Sulfuric acid was initially produced by the lead chamber process, but in 1890, a unit using the contact process was brought on stream, producing the acid at higher concentration (98% instead of 80%) and a lower cost. This development followed extensive research and development by Rudolf Knietsch, for which he received the Liebig Medal in 1904.

===Haber's ammonia (1913)===
The development of the Haber process from 1908 to 1912, made it possible to synthesize ammonia (a major industrial chemical as the primary source of nitrogen), and, after acquiring exclusive rights to the process, in 1913, BASF started a new production plant in Oppau, adding fertilizers to its product range. BASF also acquired and began mining anhydrite for gypsum at the Kohnstein in 1917.

===World War I===
In 1916, BASF started operations at a new site in Leuna, where explosives were produced during the First World War. On 21 September 1921, an explosion occurred in Oppau, killing 565 people. The Oppau explosion was the biggest industrial accident in German history.

===IG Farben (1921)===

Company scrip from Badische Anilin- & Soda-Fabrik, 2 Pfennig Gutschein, ca. 1918

Under the leadership of Carl Bosch, BASF founded IG Farben with Hoechst, Bayer, and three other companies, thus losing its independence. BASF was the nominal survivor, as all shares were exchanged for BASF shares before the merger. Rubber, fuels, and coatings were added to the range of products. In 1935, IG Farben and AEG presented the magnetophon – the first tape recorder – at the Radio Exhibition in Berlin.

===World War II===
After the appointment of Adolf Hitler as chancellor in 1933, IG Farben cooperated with the National Socialist government, profiting from guaranteed volumes and prices and, in time, from forced ("unfree") labour provided through governmental concentration camps. BASF (leader of the chemical industry of the IG Farben) built a 24 km^{2} chemical factory in Auschwitz named "IG Auschwitz", the largest chemical factory in the world at the time. IG Farben became notorious through its production of Zyklon-B, the lethal gas used to kill prisoners in German extermination camps during the Holocaust.
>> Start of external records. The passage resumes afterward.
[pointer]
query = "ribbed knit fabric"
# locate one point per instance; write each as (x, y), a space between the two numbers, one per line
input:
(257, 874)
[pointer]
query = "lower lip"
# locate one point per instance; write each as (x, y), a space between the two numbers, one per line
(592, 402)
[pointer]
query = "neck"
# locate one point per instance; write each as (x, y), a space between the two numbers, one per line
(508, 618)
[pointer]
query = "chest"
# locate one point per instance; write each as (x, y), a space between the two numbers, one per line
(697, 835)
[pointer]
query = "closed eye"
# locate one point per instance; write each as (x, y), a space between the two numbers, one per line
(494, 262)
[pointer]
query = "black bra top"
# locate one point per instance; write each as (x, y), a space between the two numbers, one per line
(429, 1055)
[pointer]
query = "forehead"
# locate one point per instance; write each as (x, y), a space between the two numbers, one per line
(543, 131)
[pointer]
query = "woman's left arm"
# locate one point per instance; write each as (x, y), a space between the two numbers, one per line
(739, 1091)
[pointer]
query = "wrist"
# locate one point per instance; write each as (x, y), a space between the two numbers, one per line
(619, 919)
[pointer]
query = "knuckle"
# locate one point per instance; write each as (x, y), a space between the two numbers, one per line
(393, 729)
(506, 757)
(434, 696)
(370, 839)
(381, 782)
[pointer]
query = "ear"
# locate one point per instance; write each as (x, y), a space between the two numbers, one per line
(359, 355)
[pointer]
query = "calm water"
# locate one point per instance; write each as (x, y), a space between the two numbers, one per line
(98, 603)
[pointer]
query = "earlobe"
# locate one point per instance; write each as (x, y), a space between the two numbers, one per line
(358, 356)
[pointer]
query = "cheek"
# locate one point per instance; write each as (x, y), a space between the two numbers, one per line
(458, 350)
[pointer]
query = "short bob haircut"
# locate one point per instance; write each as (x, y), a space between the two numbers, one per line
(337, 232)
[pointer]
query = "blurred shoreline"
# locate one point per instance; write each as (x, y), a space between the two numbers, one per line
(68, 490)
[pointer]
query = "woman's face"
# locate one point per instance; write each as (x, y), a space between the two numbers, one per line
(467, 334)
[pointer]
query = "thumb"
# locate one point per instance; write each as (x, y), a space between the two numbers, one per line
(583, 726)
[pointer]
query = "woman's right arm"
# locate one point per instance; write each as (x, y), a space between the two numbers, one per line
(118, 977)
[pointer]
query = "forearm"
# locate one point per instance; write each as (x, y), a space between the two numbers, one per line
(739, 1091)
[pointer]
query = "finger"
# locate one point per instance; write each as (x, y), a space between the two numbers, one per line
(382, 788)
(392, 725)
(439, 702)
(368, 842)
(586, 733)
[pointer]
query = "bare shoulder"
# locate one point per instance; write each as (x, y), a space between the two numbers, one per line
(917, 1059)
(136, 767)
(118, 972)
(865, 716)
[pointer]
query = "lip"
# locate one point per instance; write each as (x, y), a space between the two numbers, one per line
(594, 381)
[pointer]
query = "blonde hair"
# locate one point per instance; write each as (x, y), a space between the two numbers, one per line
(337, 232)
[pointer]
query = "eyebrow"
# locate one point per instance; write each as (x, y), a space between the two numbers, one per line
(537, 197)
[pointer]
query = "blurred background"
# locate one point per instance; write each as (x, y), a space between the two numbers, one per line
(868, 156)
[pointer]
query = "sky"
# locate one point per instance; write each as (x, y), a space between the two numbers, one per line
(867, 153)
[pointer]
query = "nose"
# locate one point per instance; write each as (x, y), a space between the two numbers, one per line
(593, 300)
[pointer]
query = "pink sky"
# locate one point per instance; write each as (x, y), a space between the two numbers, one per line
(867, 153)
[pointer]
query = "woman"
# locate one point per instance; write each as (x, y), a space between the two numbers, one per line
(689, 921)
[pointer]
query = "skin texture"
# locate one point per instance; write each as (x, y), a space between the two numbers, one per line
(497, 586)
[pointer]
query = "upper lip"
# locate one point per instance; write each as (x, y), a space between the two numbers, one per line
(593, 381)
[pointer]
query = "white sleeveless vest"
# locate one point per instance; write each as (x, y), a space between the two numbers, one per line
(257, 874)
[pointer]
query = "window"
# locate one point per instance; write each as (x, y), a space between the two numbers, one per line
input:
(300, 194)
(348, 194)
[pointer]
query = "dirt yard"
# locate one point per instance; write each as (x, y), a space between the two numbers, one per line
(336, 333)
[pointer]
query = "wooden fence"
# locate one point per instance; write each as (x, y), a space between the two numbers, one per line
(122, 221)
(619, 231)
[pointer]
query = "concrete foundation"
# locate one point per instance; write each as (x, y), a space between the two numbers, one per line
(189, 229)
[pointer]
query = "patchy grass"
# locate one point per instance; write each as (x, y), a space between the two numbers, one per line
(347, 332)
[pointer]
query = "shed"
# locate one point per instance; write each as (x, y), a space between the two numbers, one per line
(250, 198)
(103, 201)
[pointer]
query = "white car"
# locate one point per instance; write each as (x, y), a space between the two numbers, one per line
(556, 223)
IG Farben made extensive use of forced labor during WWII consisting mostly of drafted "service-duty" Germans, foreign workers from German-occupied territories, and prisoners of war. By 1943, nearly one-half of all IG Farben workers were forced laborers housed in factory-camp facilities. This number did not include the 51,445 concentration camp laborers supplied by the Nazis. Spread out over 23 facilities, it is estimated that 31,50033,500 of those concentration camp inmates were killed by authorities or died from starvation, exhaustion, or disease.

The Ludwigshafen site was almost completely destroyed during the Second World War but was subsequently rebuilt. The allies dissolved IG Farben in November 1945.
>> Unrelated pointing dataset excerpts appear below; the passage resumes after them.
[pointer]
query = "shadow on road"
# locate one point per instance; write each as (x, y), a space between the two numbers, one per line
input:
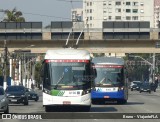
(134, 103)
(103, 109)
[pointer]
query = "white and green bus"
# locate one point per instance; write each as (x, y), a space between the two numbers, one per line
(64, 75)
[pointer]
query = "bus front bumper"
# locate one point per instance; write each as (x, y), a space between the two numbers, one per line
(108, 95)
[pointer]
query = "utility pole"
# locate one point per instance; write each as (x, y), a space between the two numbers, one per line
(5, 65)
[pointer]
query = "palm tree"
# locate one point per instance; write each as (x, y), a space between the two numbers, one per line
(13, 16)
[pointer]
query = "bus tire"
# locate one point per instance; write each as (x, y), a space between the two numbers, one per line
(86, 108)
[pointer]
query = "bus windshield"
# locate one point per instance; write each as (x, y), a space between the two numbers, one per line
(109, 76)
(67, 75)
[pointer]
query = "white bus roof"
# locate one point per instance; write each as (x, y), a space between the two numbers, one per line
(108, 60)
(68, 53)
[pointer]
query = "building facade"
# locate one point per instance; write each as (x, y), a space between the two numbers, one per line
(95, 12)
(77, 14)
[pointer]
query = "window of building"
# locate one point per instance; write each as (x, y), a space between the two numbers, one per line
(109, 3)
(110, 17)
(118, 10)
(118, 3)
(128, 18)
(128, 3)
(135, 10)
(90, 17)
(142, 4)
(135, 18)
(118, 17)
(90, 10)
(105, 18)
(135, 3)
(128, 10)
(142, 11)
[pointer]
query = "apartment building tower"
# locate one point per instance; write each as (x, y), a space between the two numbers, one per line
(97, 11)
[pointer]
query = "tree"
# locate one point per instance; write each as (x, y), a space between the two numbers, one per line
(13, 16)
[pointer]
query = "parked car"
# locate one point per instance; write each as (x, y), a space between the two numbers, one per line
(135, 85)
(4, 107)
(145, 87)
(17, 94)
(32, 95)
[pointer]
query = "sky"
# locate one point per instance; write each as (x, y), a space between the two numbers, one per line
(42, 10)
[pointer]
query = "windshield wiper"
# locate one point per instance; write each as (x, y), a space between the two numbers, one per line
(60, 79)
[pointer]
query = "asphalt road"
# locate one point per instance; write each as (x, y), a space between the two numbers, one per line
(137, 103)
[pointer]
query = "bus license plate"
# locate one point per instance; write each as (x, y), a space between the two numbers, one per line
(106, 96)
(66, 102)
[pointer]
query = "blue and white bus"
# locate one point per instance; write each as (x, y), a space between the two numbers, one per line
(110, 83)
(64, 75)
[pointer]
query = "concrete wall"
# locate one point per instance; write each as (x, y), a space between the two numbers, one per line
(93, 36)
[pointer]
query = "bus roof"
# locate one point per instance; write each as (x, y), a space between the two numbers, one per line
(108, 60)
(68, 53)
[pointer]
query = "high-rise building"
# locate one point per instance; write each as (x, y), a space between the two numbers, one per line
(156, 13)
(97, 11)
(77, 14)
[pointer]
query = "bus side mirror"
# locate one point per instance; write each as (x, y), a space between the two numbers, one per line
(93, 71)
(126, 73)
(42, 70)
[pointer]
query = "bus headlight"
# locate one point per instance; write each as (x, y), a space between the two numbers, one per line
(85, 92)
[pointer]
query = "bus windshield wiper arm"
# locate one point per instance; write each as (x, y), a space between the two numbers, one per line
(60, 79)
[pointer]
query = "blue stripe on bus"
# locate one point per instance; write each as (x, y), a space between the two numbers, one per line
(119, 94)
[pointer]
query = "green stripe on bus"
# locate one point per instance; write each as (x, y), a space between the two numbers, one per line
(57, 93)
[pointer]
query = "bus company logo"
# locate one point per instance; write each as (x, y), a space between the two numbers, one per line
(6, 116)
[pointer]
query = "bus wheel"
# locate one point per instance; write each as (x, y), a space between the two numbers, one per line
(122, 101)
(86, 108)
(47, 109)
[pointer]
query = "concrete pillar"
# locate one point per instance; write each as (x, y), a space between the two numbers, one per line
(154, 35)
(46, 35)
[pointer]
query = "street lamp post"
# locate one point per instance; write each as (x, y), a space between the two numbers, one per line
(5, 65)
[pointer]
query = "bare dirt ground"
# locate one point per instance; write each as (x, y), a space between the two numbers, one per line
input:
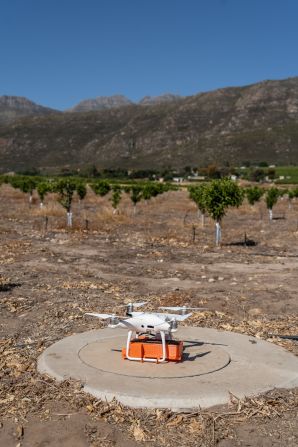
(49, 277)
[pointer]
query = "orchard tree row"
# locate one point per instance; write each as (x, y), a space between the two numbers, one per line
(217, 196)
(67, 188)
(213, 198)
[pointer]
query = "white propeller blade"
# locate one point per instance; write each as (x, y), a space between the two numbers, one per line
(134, 304)
(102, 316)
(165, 316)
(177, 308)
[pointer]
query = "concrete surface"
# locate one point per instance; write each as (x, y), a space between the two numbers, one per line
(216, 363)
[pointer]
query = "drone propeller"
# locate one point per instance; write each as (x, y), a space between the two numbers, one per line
(102, 316)
(134, 304)
(130, 306)
(181, 308)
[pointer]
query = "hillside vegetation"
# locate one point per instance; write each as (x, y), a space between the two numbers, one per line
(232, 125)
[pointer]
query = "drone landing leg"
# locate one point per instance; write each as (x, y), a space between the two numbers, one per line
(164, 348)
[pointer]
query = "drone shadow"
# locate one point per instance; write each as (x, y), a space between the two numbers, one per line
(190, 358)
(7, 287)
(201, 343)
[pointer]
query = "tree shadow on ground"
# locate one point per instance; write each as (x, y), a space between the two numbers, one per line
(7, 287)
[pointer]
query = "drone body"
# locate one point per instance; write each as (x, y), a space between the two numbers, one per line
(153, 333)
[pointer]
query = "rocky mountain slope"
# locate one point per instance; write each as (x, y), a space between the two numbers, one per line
(101, 103)
(14, 107)
(257, 122)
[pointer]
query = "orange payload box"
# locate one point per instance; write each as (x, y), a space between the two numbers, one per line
(143, 348)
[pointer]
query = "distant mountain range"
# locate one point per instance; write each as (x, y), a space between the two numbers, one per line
(14, 107)
(257, 122)
(115, 101)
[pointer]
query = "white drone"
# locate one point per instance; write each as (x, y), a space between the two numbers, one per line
(154, 324)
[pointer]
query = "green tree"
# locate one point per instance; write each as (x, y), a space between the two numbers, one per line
(81, 190)
(219, 196)
(65, 189)
(197, 194)
(136, 194)
(271, 199)
(254, 194)
(43, 188)
(116, 197)
(101, 188)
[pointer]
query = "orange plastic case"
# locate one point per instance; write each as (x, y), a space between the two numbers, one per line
(152, 349)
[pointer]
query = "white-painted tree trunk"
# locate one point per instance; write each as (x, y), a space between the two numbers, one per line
(270, 214)
(203, 220)
(217, 233)
(69, 219)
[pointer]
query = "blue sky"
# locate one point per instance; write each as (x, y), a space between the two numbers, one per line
(58, 52)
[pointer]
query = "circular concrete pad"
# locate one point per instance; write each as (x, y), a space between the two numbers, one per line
(199, 359)
(215, 363)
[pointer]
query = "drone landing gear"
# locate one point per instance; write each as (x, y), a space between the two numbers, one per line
(147, 349)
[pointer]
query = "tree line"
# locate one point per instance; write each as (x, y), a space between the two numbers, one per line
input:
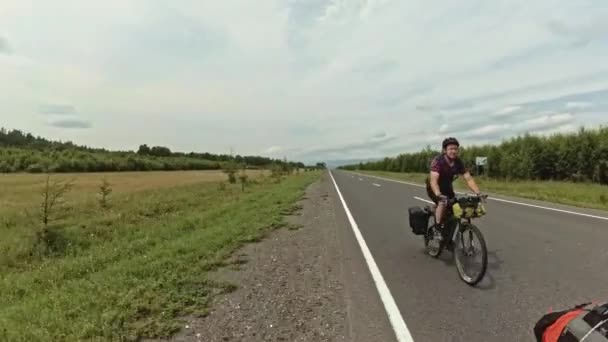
(23, 152)
(580, 157)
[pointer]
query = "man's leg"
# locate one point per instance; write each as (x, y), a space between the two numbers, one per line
(440, 206)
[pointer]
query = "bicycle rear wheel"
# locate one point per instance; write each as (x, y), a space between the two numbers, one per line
(463, 247)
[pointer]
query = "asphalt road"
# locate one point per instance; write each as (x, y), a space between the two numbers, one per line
(538, 259)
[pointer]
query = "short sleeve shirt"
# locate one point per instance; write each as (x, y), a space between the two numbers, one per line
(447, 173)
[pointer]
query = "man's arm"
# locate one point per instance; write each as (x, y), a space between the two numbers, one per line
(435, 182)
(471, 182)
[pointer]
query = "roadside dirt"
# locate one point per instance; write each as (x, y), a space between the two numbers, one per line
(289, 284)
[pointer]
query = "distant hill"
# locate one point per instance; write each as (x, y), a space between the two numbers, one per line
(579, 157)
(332, 164)
(24, 152)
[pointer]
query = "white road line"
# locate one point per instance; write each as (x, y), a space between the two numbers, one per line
(547, 208)
(508, 201)
(401, 331)
(396, 181)
(423, 200)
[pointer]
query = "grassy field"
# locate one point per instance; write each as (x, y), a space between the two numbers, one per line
(129, 270)
(584, 195)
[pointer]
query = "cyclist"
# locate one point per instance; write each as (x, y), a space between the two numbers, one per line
(445, 168)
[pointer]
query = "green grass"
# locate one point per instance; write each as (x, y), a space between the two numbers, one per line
(130, 271)
(585, 195)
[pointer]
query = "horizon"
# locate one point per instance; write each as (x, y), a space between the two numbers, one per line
(298, 83)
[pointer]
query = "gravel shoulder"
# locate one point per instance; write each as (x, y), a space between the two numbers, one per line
(307, 282)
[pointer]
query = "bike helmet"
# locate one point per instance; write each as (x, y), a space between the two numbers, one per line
(450, 141)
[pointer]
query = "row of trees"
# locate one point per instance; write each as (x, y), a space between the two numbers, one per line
(581, 156)
(23, 152)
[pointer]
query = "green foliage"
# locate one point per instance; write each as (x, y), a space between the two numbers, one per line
(243, 179)
(130, 273)
(22, 152)
(104, 191)
(579, 157)
(230, 169)
(52, 195)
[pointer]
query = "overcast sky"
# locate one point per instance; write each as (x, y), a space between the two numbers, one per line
(309, 79)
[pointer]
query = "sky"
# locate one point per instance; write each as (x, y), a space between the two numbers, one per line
(308, 80)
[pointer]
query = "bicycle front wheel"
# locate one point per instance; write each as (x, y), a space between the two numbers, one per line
(465, 250)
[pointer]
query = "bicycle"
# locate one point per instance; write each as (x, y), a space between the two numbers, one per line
(457, 222)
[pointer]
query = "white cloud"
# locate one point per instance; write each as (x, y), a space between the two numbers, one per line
(507, 110)
(212, 74)
(578, 105)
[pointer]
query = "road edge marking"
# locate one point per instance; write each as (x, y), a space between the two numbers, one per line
(394, 315)
(504, 200)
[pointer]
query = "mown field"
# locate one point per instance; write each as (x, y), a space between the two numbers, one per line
(129, 269)
(586, 195)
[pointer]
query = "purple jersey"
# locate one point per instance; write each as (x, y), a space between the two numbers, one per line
(447, 173)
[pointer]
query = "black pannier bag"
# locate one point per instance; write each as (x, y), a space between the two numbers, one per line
(419, 220)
Both the Ludwigshafen and Oppau plants were of strategic importance for the war because the German military needed many of their products (e.g., synthetic rubber and gasoline). As a result, they were major targets for air raids. During the war, Allied bombers attacked the plants a total of 65 times.
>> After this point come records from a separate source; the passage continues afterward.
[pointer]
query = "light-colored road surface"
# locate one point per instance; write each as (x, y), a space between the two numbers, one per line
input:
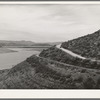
(69, 52)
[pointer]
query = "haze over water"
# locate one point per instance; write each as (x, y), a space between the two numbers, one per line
(9, 60)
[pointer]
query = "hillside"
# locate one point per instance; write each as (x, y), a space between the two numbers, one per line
(40, 73)
(21, 43)
(56, 54)
(87, 46)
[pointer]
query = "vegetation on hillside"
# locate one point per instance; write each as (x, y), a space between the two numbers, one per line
(61, 56)
(41, 73)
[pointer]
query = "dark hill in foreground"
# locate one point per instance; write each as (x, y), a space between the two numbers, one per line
(87, 46)
(41, 73)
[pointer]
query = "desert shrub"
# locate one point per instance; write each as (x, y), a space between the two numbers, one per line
(83, 71)
(89, 83)
(78, 79)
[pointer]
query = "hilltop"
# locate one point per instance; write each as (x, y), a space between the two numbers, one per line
(41, 73)
(86, 46)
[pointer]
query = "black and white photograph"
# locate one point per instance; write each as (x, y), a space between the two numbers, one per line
(50, 46)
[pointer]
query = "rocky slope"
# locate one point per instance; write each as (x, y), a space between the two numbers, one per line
(41, 73)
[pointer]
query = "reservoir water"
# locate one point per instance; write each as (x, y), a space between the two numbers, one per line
(8, 60)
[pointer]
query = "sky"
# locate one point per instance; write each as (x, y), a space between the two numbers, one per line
(48, 22)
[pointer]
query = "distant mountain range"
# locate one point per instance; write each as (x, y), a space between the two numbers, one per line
(24, 43)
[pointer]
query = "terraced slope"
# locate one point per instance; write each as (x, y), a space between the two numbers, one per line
(41, 73)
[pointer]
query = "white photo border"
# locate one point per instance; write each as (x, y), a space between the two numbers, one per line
(34, 93)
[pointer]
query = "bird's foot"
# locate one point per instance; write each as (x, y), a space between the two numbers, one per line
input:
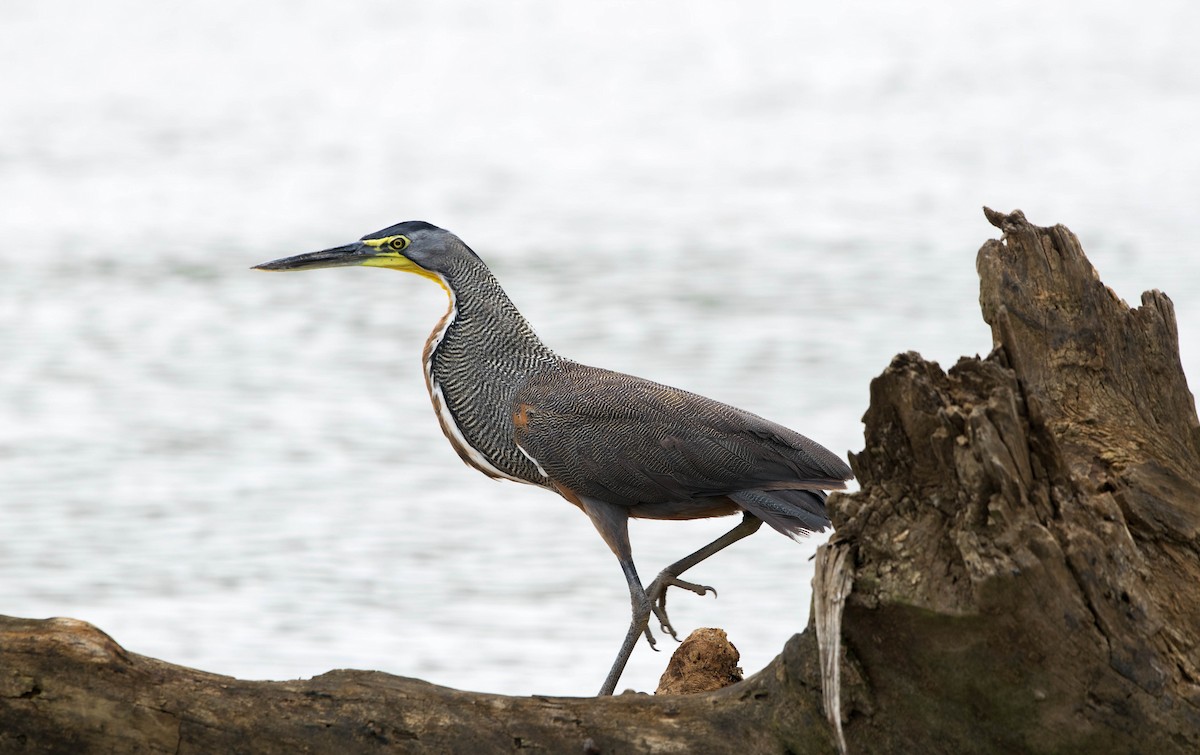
(658, 595)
Bombing took place from the autumn of 1943 and saturation bombing inflicted extensive damage. Production virtually stopped by the end of 1944.

Due to a shortage of male workers during the war, women were conscripted to work in the factories, joined later by prisoners of war and foreign civilians. Concentration camp inmates did not work at the Ludwigshafen and Oppau plants.

In July 1945, the American military administration confiscated all IG Farben assets. That same year, the Allied Commission decreed that IG Farben should be dissolved. The sites at Ludwigshafen and Oppau were controlled by French authorities.

===BASF refounded (1952)===
On 28 July 1948, an explosion occurred at a BASF site in Ludwigshafen, killing 207 people and injuring 3818. In 1952, BASF was refounded under its name following the efforts of former Nazi Party member Carl Wurster, who served in Nazi Germany as Wehrwirtschaftsführer (war economy leader). With the German economic miracle in the 1950s, BASF added synthetics such as nylon to its product range. BASF developed Polystyrene in the 1930s and invented Styropor in 1951.

===Post-WW2 20th century===
In the 1960s, production abroad was expanded and plants were built in Argentina, Australia, Belgium, Brazil, France, India, Italy, Japan, Mexico, Spain, United Kingdom and the United States. Following a change in corporate strategy in 1965, greater emphasis was placed on higher-value products such as coatings, pharmaceuticals, pesticides and fertilizers. Following German reunification, BASF acquired a site in Schwarzheide, Eastern Germany, on 25 October 1990.

In 1968, BASF (together with Bayer AG) bought the German coatings company Herbol. BASF completely took over the Herbol branches in Cologne and Würzburg in 1970. Under new management, the renewal and expansion of the trademark continued. After an extensive reorganisation and an increasing international orientation of the coatings business, Herbol became part of the new founded Deco GmbH in 1997.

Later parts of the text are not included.